As with the CDPrimo, there is a soft start which allows the player to fire up the tubes gently. Less than thirty seconds later, you are ready to play music. And play music I did. My first impressions ultimately changed very little and, as the review period came to end, I was even more convinced about what I heard initially. This was the most beautiful sounding source component I have ever had in my system. It was simply stunning in the way it offered up lifelike 3D images, astonishing weight and body to instruments and voices, and a natural ambiance to recordings I had only previously heard on my Revox A77 reel to reel.
In some ways, this might be the trickiest review I have had to write. Simply because I was not 100% convinced the CDE was producing the most dead center neutral sound like some other players I have heard, but I simply did not care, since it was so delightfully ravishing in its realism. This deviation from neutrality, if indeed there was any, erred on the musical, voluptuous, and velvety side of things in the best possible way.
I will concede that in the context of an all-tube system (tube preamp and power amp), the CDE may have been too much of a good thing. When I subbed the superb solid state Danish-made Densen B310 power amp for the Audio Research VS55, an utterly perfect balance of warmth, detail, and musicality snapped into place. It was a knockout combination that really revealed the true nature of many familiar recordings.
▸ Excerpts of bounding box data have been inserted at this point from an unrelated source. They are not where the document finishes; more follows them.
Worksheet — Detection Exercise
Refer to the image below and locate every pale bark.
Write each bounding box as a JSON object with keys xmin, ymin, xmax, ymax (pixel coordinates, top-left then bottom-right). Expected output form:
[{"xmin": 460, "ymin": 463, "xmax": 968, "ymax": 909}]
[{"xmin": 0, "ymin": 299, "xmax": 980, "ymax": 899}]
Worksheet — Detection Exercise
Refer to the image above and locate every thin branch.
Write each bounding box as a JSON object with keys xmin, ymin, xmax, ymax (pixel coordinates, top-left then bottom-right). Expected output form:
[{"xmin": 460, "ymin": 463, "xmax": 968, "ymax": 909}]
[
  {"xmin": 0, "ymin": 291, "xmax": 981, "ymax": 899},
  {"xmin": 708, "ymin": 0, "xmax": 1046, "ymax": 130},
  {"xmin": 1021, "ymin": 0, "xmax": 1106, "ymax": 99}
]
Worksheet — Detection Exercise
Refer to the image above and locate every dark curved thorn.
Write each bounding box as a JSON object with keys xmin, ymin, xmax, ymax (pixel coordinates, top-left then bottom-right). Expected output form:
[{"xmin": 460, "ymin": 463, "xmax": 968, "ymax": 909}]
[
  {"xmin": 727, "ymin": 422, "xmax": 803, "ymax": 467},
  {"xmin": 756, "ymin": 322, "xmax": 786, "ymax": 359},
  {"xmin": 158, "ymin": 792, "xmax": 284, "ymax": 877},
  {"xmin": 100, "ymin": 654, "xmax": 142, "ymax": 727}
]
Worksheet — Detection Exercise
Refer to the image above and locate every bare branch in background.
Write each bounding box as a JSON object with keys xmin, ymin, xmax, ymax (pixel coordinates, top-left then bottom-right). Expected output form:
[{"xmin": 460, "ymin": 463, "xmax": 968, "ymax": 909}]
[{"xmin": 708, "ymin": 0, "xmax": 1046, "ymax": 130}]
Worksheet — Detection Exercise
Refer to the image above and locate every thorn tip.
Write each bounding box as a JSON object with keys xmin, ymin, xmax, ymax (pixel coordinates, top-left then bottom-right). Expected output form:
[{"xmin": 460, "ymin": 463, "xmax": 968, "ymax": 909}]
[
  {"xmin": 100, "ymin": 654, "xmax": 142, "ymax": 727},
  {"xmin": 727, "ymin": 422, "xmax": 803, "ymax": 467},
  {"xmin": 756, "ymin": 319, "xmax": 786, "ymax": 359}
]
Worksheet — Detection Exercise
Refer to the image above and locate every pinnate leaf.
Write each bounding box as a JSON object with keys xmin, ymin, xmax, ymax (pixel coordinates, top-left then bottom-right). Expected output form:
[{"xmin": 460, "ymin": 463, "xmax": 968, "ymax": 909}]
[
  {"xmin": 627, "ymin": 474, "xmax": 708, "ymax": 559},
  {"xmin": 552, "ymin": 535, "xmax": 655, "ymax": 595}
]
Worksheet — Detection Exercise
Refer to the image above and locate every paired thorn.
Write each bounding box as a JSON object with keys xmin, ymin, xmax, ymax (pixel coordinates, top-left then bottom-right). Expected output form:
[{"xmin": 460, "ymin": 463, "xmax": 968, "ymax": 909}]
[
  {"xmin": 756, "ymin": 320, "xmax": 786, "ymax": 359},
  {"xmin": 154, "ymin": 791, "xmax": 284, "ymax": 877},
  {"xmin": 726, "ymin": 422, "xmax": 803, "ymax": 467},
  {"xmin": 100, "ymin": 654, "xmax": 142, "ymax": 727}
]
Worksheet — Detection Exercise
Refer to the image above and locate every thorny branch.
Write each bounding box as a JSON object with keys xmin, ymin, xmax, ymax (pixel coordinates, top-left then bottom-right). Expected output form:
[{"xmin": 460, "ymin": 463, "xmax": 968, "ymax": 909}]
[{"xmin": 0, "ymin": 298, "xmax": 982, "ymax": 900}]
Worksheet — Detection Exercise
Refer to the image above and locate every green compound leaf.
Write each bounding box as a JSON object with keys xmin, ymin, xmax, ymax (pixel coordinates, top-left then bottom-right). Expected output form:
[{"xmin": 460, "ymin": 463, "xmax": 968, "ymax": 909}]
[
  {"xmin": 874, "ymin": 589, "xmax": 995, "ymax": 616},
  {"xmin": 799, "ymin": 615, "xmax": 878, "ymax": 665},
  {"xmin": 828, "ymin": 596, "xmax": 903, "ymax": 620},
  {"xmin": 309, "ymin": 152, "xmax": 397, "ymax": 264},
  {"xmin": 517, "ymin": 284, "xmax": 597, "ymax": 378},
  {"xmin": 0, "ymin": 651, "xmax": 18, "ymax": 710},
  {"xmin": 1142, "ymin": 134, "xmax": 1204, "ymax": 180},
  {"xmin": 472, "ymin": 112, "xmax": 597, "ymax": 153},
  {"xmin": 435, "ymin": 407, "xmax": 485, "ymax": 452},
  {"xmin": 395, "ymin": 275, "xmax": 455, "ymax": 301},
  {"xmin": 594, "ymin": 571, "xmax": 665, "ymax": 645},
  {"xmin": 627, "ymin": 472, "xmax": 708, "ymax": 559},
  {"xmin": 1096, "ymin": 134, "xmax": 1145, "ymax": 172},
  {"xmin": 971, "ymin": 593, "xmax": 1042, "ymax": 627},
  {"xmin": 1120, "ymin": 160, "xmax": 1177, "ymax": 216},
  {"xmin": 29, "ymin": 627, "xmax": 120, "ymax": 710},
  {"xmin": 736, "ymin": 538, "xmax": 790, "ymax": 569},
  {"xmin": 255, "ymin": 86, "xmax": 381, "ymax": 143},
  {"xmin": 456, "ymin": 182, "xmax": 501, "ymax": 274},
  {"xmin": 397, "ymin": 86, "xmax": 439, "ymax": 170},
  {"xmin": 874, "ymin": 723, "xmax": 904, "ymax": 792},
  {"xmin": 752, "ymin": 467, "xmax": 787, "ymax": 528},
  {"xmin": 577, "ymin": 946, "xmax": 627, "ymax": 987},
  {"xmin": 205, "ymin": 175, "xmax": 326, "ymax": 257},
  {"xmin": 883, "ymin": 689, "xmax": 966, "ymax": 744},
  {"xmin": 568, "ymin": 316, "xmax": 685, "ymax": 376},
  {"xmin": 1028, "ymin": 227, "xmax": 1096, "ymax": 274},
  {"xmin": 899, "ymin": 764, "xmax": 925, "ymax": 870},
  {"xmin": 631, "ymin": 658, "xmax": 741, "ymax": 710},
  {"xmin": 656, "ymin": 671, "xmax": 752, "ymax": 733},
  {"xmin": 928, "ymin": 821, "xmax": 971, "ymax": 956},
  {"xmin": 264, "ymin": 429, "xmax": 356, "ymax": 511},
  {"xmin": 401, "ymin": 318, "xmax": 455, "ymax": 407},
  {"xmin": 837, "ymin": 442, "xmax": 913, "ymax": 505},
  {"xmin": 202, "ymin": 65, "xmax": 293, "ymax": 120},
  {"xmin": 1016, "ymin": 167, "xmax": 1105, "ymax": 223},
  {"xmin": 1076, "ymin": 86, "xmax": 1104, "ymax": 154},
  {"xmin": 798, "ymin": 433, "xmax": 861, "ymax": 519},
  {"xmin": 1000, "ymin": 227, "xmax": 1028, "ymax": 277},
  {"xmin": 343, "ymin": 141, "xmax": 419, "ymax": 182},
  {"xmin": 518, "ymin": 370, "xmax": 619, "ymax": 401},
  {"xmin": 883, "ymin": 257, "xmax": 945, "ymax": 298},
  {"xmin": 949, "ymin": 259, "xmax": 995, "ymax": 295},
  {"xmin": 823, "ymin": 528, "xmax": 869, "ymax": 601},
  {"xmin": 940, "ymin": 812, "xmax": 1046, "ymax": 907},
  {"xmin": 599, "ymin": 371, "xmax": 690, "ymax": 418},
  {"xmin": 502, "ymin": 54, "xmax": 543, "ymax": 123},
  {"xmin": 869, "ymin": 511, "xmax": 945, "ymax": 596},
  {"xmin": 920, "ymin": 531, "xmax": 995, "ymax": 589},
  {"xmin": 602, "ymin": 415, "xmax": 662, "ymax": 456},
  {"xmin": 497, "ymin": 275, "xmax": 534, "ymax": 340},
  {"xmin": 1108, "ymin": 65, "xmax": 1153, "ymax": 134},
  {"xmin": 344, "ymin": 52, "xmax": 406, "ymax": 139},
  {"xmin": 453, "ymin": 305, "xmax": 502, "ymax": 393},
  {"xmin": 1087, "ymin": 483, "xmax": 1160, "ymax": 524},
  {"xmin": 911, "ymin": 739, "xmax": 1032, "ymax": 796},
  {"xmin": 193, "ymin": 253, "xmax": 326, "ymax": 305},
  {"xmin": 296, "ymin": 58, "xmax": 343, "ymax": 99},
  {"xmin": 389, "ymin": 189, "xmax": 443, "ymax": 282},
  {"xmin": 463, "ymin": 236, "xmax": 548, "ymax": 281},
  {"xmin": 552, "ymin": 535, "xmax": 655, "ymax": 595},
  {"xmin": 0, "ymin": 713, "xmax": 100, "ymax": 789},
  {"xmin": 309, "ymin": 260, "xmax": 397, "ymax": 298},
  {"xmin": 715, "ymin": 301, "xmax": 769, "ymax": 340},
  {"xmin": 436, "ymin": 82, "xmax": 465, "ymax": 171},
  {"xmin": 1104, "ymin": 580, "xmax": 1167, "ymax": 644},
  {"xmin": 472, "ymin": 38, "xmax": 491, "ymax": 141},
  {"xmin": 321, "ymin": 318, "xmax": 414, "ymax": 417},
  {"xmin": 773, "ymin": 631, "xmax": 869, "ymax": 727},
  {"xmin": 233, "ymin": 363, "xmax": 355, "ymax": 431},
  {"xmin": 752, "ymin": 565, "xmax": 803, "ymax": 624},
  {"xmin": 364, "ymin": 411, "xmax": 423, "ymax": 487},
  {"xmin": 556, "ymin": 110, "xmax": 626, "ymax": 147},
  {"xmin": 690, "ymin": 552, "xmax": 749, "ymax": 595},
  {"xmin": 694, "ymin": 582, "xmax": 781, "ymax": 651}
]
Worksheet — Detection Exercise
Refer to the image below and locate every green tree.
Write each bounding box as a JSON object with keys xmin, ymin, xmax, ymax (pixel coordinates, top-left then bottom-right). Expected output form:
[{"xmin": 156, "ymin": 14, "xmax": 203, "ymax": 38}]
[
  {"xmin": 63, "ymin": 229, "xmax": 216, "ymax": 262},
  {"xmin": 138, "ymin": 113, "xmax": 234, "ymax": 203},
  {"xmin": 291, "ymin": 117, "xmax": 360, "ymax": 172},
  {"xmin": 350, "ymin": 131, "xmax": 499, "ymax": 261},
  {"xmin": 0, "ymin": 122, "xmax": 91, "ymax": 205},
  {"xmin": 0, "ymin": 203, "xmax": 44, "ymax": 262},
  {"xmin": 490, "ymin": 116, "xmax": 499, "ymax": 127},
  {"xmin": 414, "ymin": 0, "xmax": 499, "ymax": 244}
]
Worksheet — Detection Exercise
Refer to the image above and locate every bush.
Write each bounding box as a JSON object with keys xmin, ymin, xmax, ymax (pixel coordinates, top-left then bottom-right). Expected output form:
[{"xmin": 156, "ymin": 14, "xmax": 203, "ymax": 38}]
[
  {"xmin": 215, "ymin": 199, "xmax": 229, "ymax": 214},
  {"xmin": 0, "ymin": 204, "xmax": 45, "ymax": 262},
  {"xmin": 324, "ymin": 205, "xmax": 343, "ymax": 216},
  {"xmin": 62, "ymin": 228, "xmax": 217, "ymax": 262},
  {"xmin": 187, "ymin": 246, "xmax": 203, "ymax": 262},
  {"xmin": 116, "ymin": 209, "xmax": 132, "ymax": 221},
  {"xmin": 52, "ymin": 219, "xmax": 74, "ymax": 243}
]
A new CD I acquired, Cruel Sister, by Rachel Unthank (who also records with her sister as the Unthanks) & Winterset, is very well recorded, and the material reminds one of classic Pentangle and early Fairport Convention. The album mines the classic British folk rock sound. But the center piece is the gorgeous vocals. I had never in my experience heard such a beautiful reproduction of voices. They hung in space, and were so realistic that it was spooky. A true hair-raising experience. A special shout out to Robert Baird, of Stereophile, for writing about the Unthanks, and allowing me to discover them.
All my familiar reference material -- from Seal, Shelby Lynne, James Vincent McMorrow, Robert Plant, and others -- sounded as organic and engaging as I have heard them, with a velvety lifelike presentation that soon became the only way I wanted to hear these discs. “Anyone One Who Had A Heart”, the second track from Shelby Lynne’s Just A Little Lovin’, had gobs of ambience, and the vocal and piano introduction was as “in the room” as I have ever heard it, even on megabuck systems at audio shows.